Friday, October 25, 2013

Dear Amnesty International: Images Can Trigger PTSD

Someone brought a new-ish ad campaign to my attention.  This series of ads were put up by Amnesty International, luckily for me, they appear to only be in Switzerland, where the group is based.

I will not share the pictures for the simple fact of why I am upset about the campaign:

These photos were done in a wonderful way to be realistic.  Which means they are violent and graphic. And many of them depict things that are meant to show war crimes happening around the world. And while I understand the desire to create an intense emotional response from people to further your cause, I have to wonder why no one seems to be concerned about the well being of those who might see them.

Luckily, they don't seem to be anywhere else in the world, for instance, in the US.  If they were, there would be a significantly larger outcry I'm sure.  I saw them being shared on FB, and when my friend attempted to voice her concerned about people like my husband, who suffer from PTSD, and how these images are sure to trigger Vets due to the violence, she was met with a few who backed her.  Sadly, more people were adamant that the images were necessary and that not using such violence to sell the point was the problem with the world.  These people accused her of being apathetic and said that she needed to "wake up."

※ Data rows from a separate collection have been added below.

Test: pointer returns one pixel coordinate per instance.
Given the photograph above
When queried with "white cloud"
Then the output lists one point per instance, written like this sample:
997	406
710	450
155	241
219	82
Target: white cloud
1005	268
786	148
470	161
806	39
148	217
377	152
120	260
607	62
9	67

It was sad to me.  She was simply trying to point out that those images could cause harm.  And while I'm sure there are many who supported her (I am one), it is a shame to me that people seemed so wholly unconcerned with the well being of those who might see the ads and their families who will be the ones who pick up the pieces when an unsuspecting husband or brother goes to catch the bus one morning and is triggered by the violent image of a POW camp, a child who appears to be being carried to safety after a massive trauma, and someone else being beaten with a bag over their head by a guard.

These are images that can and will easily trigger PTSD issues.  And with Facebook's recent decision to change it's policy on violent and graphic images, it is something I am seeing happen, and hearing is happening, more and more.

So many groups are out there to remind people on September 11th, on Memorial Day, and many other days of rememberance that PTSD sufferers are trigger by images so please think about what you are posting.  But what about on a random Wednesday?  Who is there to remind the public that today, a day that has no special meaning, their photo in support of Amnesty Internationals shock campaign triggered someone's husband and she is now talking him down?

And when a voice of reason, simply asking, "isn't there a better way to make a point?" is met with harsh criticism, I am disheartened.

I didn't show the pictures to my husband, but I told him about it.  I told him about the campaign and how upset I was for the Vets and children who might be affected.  For the first time in a long time, I saw him get sad.  He grew quiet.  Then he looked at me and said:

"Those aren't images for small children.  Children should never have to see that.  There are people in this world, who do what they do, who go through what they go through, so that the children and people of this nation DON'T HAVE TO SEE THAT.  We do what we do, to protect our nation from the horrors we see.  We see them and can't unsee them, so that our nation can live in peace, never burdened with that knowledge."

He talked to me about how horrible he thinks it is that no one seems to think that it's important to protect children from images like that.  He discussed the issues related to children who suffer from PTSD due to the war torn nations they grew up in.  He asked me what would happen to them when they grow up and are managing the best they can, only to have to sit next to a picture of the most horrific part of their life just to catch the bus to work.

It broke my heart to have his ask me.  It made me angry to think that he sees what he does that way.  He sees his job as a means of protecting our nation and specifically our nations children from images like that.  He sees what he has been through and what he lives with as an acceptable sacrifice.

I get what Amnesty International is trying to do.  I understand that it is easy for people to go about their life and not think about the tragedies that are happening all around the world.  We wake up, drink our coffee and go to work never thinking much about some of the places in this world where people never feel safe.  But people who live with someone who has PTSD don't have that problem.

We know what the aftermath looks like.  We know what the fight looks like.  We live it everyday.

And I don't think it's too much to ask to simply think before you post something.  I don't think it was unreasonable for my friend, who knows what I live everyday, to speak up on behalf of those who might be deeply affected by these images.


1 comment:

Valerie Nemeth said...

I have a question I wondered what about the AMBASSADORS and CONSULS who go through what they go through overseas to hopefully guard anyone who happened to be "locked up abroad," sometimes justifiably and sometimes unjustifiably against any FIRST HAND experience of a horror such as TORTURE???????????????????????